Image-Centric Compression: Methods & Trends

Updated 3 August 2025

Image-centric compression is a systematic approach that tailors coding methods for image data by balancing bit rate, visual fidelity, and computational efficiency.
Modern techniques integrate lossless, near-lossless, and lossy methods with classical transforms and learning-based strategies to optimize performance.
Emerging trends focus on semantic-aware, generative, and observer-dependent paradigms to enhance visual quality and machine analytic tasks.

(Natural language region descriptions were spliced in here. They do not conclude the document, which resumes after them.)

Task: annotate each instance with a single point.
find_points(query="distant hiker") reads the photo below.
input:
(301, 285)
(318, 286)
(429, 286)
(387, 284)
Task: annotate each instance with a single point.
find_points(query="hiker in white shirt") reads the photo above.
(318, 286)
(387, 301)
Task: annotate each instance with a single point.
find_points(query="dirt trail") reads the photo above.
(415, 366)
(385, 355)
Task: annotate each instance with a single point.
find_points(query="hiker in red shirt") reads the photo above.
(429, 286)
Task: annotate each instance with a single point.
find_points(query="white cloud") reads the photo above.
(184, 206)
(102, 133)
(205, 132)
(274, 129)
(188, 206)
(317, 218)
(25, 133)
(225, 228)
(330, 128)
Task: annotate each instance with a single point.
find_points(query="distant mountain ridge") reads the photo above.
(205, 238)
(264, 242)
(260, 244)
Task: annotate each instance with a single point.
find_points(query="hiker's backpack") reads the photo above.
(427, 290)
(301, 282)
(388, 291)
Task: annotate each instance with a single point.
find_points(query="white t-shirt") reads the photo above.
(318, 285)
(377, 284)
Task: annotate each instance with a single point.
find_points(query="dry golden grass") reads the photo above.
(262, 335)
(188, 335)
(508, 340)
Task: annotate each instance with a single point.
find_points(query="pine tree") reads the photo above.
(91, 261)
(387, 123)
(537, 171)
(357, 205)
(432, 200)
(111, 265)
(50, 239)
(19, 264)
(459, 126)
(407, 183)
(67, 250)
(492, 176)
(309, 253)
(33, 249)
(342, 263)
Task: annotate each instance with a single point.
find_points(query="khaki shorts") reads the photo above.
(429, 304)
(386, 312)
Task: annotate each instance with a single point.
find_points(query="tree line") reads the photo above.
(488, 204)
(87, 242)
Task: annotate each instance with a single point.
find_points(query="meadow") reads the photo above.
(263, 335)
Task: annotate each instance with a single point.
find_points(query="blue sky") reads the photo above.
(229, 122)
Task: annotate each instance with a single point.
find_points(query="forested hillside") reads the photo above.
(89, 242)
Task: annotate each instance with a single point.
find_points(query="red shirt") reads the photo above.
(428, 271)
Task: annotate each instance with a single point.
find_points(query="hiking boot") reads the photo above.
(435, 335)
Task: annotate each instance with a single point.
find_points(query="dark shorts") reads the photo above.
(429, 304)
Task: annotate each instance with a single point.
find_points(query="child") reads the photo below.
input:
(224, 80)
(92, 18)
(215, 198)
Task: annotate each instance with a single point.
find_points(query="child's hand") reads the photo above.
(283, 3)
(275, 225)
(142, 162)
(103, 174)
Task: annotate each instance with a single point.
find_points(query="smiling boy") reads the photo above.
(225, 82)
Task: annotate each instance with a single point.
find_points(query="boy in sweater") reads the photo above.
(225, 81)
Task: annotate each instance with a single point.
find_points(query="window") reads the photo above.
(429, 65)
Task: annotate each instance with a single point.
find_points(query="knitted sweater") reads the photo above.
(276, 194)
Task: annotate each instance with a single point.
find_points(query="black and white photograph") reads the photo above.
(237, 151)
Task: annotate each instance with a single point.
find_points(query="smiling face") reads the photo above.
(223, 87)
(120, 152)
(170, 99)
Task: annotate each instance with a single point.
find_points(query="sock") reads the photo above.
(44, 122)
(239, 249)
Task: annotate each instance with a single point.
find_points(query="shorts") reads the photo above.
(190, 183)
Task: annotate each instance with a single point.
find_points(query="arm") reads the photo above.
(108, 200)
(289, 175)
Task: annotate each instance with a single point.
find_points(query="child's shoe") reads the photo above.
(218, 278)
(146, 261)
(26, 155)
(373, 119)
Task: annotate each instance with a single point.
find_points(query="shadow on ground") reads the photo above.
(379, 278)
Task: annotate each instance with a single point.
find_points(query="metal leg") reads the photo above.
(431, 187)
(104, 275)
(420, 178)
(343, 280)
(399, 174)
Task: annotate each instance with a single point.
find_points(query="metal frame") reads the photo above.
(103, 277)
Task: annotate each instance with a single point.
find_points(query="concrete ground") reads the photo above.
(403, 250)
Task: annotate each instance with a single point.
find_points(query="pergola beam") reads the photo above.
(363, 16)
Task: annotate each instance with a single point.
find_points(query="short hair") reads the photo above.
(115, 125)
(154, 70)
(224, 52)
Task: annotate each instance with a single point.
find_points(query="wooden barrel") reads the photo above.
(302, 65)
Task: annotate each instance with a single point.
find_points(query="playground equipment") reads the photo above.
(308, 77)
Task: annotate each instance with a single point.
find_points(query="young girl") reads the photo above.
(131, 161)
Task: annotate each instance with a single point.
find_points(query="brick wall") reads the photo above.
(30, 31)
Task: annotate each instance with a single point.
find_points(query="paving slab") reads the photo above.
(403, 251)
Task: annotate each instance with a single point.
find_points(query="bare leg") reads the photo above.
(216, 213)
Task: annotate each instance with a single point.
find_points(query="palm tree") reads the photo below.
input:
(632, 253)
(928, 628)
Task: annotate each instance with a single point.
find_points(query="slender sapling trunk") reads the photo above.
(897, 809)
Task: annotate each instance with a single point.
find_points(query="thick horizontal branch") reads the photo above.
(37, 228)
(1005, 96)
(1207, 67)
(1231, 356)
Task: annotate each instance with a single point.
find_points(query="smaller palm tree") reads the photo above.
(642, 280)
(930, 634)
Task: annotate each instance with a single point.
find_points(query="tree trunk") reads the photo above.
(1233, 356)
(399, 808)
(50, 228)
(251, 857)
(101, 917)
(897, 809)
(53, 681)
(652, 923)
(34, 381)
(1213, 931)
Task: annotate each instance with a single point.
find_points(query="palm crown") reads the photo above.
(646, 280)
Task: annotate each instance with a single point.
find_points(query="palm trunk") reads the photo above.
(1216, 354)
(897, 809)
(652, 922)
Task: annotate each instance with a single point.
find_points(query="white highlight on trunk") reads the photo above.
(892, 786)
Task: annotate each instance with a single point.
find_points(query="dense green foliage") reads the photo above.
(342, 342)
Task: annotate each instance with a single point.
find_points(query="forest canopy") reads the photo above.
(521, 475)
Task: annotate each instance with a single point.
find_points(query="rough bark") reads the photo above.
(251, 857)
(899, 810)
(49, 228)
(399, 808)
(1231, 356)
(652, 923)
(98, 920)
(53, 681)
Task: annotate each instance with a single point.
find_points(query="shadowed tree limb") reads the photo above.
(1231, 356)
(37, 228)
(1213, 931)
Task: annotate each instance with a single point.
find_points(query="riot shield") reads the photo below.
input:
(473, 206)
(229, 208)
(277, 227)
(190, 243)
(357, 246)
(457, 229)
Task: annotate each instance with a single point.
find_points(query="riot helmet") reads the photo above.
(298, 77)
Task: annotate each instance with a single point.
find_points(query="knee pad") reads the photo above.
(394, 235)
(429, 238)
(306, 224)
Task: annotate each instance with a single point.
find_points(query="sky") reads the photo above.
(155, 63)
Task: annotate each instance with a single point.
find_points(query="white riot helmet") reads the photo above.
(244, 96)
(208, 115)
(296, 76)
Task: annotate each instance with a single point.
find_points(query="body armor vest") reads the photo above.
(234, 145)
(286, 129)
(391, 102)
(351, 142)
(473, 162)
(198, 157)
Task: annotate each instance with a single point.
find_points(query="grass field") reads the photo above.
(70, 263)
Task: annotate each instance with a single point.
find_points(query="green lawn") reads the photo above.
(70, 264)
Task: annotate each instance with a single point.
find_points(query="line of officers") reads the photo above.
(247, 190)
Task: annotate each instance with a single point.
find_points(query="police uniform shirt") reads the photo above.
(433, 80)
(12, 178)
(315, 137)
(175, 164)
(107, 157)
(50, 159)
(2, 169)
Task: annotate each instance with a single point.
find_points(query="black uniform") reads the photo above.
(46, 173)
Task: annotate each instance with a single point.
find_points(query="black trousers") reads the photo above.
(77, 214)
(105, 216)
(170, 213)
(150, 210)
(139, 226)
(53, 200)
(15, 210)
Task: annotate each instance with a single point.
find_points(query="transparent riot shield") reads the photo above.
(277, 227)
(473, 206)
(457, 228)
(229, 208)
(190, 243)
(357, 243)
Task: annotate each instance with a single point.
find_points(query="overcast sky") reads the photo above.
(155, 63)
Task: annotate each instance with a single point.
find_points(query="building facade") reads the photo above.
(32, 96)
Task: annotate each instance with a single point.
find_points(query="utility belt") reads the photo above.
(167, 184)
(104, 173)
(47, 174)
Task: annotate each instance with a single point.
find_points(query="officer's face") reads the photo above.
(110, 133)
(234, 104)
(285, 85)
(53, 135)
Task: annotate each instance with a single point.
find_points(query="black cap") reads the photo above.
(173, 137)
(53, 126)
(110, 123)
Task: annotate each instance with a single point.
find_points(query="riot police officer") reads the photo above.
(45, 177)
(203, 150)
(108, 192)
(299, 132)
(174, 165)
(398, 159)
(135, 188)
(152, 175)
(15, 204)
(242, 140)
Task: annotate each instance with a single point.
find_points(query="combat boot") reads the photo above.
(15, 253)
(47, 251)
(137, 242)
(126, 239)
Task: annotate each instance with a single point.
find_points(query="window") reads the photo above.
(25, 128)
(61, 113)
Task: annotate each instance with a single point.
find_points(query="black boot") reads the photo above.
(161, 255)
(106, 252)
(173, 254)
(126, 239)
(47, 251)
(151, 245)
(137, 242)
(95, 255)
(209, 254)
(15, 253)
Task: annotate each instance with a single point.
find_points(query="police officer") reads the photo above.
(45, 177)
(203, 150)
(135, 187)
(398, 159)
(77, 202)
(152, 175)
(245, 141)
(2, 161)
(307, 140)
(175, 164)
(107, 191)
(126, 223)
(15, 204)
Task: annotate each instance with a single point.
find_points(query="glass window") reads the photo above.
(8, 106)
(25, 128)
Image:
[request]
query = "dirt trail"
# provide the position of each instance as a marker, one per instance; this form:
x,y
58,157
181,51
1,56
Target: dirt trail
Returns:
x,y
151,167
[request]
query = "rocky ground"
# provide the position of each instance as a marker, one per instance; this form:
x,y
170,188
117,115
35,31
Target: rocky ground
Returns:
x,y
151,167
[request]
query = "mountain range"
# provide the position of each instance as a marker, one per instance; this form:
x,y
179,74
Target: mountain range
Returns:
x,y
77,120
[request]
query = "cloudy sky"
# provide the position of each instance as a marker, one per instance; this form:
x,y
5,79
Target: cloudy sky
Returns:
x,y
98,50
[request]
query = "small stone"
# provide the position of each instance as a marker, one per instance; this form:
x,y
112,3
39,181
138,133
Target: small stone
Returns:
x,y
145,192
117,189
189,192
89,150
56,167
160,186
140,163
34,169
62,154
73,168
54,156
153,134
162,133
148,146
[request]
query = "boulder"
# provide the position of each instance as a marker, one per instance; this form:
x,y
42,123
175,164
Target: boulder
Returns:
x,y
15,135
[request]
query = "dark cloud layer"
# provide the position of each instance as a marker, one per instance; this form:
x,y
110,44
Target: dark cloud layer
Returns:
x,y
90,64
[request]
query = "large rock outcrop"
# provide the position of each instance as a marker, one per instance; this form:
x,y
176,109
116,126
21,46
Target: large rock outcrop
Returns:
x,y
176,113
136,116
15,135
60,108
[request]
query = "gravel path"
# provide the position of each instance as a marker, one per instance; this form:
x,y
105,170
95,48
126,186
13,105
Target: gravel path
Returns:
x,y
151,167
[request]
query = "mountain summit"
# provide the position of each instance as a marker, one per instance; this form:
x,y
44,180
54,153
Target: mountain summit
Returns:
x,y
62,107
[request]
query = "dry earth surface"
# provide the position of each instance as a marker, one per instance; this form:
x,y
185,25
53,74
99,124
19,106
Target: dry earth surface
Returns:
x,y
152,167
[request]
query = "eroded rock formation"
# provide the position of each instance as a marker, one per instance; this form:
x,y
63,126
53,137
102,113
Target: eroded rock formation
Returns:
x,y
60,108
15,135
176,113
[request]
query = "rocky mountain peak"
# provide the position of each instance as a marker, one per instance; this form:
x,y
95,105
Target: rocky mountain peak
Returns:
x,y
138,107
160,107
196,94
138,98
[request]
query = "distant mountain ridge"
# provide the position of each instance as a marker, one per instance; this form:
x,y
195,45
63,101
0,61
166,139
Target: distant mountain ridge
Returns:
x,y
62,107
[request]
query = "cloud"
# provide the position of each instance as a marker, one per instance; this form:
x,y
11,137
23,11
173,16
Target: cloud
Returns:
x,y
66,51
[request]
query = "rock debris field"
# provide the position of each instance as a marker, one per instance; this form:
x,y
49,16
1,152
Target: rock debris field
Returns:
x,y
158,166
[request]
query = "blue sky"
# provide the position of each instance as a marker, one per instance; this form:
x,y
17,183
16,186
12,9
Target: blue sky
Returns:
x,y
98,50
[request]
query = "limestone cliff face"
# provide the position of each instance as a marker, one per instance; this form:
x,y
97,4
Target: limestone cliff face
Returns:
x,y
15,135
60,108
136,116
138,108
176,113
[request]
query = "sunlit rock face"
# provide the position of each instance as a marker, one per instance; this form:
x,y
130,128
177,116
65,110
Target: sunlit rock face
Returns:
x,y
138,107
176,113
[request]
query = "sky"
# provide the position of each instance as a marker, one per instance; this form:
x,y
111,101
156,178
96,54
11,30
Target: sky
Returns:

Image-centric compression refers to the systematic design, analysis, and implementation of coding methods specifically tailored for compressing image data, with a focus on the trade-off between rate (bit budget), visual and semantic fidelity, and computational requirements. While the early objective in image compression was to maximize storage or transmission efficiency for human consumption, contemporary approaches increasingly consider downstream perceptual and analytic tasks—addressing both human visual system (HVS) metrics and machine perception. The field comprises a progression of lossless, near-lossless, and lossy methods, alongside innovations in transform, adaptive, learning-based, and generative paradigms. Contemporary research pursues context-awareness, hybrid and modular designs, observer-dependent optimization, and resource-efficient deployment.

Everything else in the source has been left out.